Oddly, I'm having a hard time with finding something "sentimental." I used to think of myself as very sentimental, but I'm really not so much that way any more. Maybe it's an age thing. Maybe it's because when I was forced to move 5 times in 5 years I had to let go of a lot of things. Maybe it's because the little knick-knacks and things that are special "treasures," are physically difficult for me to maintain these days. They feel less like treasures than they used to, more like dusty things that make me ashamed of my inability to care for them. Here are a few of them, though.

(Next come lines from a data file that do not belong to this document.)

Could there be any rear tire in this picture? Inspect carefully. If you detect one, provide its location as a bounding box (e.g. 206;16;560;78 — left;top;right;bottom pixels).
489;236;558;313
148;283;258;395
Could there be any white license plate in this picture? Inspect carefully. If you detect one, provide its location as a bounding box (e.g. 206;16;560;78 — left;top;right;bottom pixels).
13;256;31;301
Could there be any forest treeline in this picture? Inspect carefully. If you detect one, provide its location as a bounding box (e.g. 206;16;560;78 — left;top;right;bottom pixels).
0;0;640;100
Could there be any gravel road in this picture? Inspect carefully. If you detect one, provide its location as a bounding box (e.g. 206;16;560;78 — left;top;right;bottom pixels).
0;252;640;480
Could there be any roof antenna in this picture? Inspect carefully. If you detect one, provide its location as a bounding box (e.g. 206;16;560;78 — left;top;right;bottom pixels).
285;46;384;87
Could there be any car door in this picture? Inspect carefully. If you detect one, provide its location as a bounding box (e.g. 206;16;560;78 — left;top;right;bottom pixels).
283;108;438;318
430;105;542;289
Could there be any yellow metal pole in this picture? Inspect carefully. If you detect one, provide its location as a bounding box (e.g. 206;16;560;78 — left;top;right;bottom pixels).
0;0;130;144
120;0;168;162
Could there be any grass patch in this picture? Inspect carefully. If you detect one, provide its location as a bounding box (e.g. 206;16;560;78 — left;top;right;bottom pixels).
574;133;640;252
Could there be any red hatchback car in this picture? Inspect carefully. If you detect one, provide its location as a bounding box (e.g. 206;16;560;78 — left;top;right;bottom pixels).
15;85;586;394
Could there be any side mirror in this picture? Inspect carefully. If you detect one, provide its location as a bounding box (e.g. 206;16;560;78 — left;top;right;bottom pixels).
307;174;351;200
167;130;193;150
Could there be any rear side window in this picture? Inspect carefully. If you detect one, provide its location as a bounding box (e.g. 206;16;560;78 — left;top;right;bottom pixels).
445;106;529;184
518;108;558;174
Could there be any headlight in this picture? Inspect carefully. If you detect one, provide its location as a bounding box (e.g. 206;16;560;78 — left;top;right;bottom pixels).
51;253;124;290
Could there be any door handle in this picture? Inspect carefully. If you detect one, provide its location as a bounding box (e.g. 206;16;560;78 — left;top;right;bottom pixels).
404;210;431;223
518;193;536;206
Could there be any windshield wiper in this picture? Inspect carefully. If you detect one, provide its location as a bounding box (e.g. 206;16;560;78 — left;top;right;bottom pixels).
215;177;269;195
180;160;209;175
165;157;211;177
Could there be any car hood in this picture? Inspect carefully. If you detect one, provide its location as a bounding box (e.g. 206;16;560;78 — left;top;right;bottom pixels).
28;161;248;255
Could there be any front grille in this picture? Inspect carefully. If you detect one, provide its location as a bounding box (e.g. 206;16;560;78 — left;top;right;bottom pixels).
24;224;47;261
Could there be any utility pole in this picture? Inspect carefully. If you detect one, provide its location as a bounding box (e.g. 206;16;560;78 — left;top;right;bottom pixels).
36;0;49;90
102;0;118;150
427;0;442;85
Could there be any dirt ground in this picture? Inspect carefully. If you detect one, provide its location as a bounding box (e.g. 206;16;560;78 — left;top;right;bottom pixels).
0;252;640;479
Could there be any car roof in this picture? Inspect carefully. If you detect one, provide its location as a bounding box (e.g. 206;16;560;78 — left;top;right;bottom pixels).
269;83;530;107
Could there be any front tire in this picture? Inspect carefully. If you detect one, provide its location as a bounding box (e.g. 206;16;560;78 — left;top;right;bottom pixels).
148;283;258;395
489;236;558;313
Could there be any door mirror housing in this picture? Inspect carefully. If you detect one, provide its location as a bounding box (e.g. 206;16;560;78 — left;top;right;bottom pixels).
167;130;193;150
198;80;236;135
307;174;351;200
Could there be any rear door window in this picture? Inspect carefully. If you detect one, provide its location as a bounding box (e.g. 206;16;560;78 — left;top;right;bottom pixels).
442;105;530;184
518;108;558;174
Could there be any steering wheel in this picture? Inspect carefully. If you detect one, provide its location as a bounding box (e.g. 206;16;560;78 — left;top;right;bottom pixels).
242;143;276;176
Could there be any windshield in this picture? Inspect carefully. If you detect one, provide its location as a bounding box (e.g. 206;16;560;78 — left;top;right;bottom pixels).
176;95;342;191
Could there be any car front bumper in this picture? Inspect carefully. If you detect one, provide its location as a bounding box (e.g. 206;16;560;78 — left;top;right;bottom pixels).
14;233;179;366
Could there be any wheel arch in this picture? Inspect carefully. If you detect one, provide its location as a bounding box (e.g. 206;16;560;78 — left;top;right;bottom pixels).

The little lamb is almost as old as I am. It's kind of ugly, but I've had it since I was a little child back in the Dark Ages. Next to the lamb is a Thai Demon Guard. It was given to me by a friend of mine in New York after she returned from the trip of a life-time to Thailand. You're supposed to hang in facing the front door and it keeps demons out. Seems to be working. It's been watching over me and mine for about 25 years now and is one of the first things I hang when I move into a new place. Below the little lamb is the only one of my mother's Hummel's I've kept. Back before my sentimentality began to wane I had about 11 of them. The rest (she had quite a few) were shared out to my brother and my sister's children. This little angel has a broken wing but I'm very fond of her anyway. Next to the angel is an eskimo carving that my sister's children pooled in on many years ago. Besides the fact that I like it, it's a gift from the three of them and that makes it special. The elephants on the bottom row belonged to my mother too. She loved elephants and this is one I gave her... mother and child. What I wanted from my mother but never quite got, I guess. The last item is a little ornament. I'm not sure where it came from. It's a lute, but it makes me think of my father who played the mandolin. A big part of my relationship with my father centered around music. I would sit at the piano and play and sing and he would play his mandolin. He was often drunk for these sessions and there was a lot of complex family drama around them, but they are none-the-less among my happier memories. I really miss having a piano. So that's my journey into sentimentality.